Re: Future trends?--clematis
- Subject: Re: Future trends?--clematis
- From: B*@aol.com
- Date: Tue, 25 Jul 2006 21:37:03 EDT
In a message dated 7/25/2006 6:28:33 P.M. Eastern Standard Time,
aete@northnet.org writes:
Thanks for these tips. I will try the compost. I used all I had in
amending a large bed. What can I buy bagged at the
store? Humus? Humus and cow manure? I can get llama manure from a
nearby farm. It's been offered free but I haven't tried it yet.
Maybe at the end of the season?
===>Get started making some now and then use it in the spring. I am leery of
store-bought manures and composts. I just don't know what's in them. The
last thing I want to do is bring in some new weedseed.
You've confirmed something I wondered about -- weeding causing
problems. I noticed this in previous years as well but thought it
must be a coincidence of timing, couldn't see how weeding would be a
problem -- the clematis roots are deeper than the weed roots around
them, and the base stems still have shade afterward in most cases. I
thought maybe voles were eating the roots after I loosened the
soil. One clematis even decided to give up on the stems it had grown
already and grew nothing this year subsequent to my weeding =gently=
around it.
===>It doesn't seem to matter how gentle you are--any root disturbance seems
to be bad for clematis. Whether the sudden exposure of more light that was
previously shaded by the weeds is also a factor, I don't know.
On the other hand, I cleared out an weedy out-of-the-way bed
entirely, giving up on two clematis that were apparently not going to
show up. I even took their trellis away. To make a long story
short, I had to put the trellis back. A couple weeks later I found
them both crawling along the bare dirt among new weeds in this
neglected garden. These two happen to be Ville de Lyon and Comtesse
de Bouchard, and they are looking quite happy right now. So this
would be a garden that doesn't comform to your 100% results.

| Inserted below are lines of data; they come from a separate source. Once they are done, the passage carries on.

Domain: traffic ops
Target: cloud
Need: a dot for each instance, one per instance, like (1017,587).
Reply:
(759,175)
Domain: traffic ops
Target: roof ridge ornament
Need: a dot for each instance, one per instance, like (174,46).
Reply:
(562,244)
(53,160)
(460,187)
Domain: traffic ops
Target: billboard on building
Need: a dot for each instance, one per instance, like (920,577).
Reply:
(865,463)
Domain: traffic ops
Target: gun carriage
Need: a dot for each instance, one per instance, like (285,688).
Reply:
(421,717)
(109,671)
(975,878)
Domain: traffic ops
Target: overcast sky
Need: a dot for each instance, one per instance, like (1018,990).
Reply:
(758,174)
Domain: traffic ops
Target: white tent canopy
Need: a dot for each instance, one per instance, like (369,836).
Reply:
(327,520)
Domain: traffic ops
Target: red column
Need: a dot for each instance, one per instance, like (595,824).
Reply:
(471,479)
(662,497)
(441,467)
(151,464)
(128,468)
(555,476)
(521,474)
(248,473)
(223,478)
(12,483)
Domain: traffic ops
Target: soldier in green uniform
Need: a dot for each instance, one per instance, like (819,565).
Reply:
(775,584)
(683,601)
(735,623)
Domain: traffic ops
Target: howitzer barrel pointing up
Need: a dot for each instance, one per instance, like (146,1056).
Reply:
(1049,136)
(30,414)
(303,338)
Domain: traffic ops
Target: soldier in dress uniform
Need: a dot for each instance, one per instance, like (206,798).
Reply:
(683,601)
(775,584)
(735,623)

===>And that's one of the challenges of gardening, isn't it? It always seems
to be the case that what works for one person doesn't for the next.

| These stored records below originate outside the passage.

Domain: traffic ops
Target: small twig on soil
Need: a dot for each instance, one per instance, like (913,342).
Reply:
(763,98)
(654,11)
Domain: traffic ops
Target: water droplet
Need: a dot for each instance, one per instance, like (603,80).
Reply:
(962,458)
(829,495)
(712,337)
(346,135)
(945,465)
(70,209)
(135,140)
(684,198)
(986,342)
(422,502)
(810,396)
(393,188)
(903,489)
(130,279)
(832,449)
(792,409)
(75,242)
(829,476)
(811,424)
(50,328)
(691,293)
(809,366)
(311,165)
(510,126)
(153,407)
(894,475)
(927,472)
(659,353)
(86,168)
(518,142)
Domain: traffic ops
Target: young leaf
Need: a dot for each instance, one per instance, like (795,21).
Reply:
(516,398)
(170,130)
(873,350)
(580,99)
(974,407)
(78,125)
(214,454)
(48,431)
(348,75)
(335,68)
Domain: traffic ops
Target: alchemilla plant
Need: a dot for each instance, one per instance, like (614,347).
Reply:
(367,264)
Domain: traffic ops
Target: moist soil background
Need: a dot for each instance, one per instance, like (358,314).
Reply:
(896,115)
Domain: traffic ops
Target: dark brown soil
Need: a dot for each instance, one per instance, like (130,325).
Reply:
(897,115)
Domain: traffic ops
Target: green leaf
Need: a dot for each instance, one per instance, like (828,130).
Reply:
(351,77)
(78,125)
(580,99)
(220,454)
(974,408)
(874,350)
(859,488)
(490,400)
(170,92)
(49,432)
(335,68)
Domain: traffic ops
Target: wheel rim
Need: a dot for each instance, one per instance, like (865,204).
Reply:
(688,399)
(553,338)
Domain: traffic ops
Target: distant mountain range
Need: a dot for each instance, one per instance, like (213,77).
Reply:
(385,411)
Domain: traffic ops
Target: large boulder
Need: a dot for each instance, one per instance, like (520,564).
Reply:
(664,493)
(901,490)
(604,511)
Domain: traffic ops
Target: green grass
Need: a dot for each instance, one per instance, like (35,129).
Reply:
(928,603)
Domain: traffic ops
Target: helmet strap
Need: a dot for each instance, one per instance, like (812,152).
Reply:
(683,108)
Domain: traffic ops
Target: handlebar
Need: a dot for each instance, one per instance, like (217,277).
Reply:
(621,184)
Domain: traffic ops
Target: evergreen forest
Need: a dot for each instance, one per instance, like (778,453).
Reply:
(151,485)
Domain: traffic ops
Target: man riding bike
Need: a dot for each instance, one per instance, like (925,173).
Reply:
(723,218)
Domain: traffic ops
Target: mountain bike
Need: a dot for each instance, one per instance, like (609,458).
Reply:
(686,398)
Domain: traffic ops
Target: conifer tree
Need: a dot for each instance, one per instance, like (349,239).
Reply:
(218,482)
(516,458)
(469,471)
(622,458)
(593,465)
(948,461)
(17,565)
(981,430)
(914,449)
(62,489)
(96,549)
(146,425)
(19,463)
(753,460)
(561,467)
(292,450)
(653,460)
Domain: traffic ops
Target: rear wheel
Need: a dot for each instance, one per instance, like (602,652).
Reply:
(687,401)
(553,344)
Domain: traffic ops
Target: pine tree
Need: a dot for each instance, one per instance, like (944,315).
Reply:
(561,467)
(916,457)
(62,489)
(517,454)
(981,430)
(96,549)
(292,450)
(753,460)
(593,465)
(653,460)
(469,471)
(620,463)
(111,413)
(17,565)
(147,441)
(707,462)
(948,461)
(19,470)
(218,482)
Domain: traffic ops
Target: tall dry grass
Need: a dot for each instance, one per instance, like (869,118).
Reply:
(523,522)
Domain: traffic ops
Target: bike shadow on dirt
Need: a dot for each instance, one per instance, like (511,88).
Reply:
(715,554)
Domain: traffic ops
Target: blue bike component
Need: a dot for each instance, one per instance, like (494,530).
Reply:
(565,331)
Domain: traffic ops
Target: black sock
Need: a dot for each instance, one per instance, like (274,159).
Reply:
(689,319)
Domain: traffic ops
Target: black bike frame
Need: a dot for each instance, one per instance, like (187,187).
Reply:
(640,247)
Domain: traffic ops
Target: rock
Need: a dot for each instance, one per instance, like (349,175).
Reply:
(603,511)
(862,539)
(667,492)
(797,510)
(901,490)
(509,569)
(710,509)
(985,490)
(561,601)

What do you think about training on metal wire loosely spiraled up a
post? I'm suspicious some clematis do not like the metal. I have
several different types of trellises -- I like old-fashioned straight
wood trellising attached to a building, or tuteurs, or arbors for the
clematis. A new vine combo I like is C.v. Venosa Violacea growing
with Ampelopsis 'Elegans' on an arbor.
===>You might have something there. Without going out and looking, it seems
that the ones on wood do seem to do better than the ones on metal. On the
other hand, the healthiest, most vigorous clematis I have is on a metal trellis
braced to an aluminum downspout. Go figure! But that is also a very moist
spot and there is also Virginia creeper going up the downspout with it, so the
shading factor may also be operating.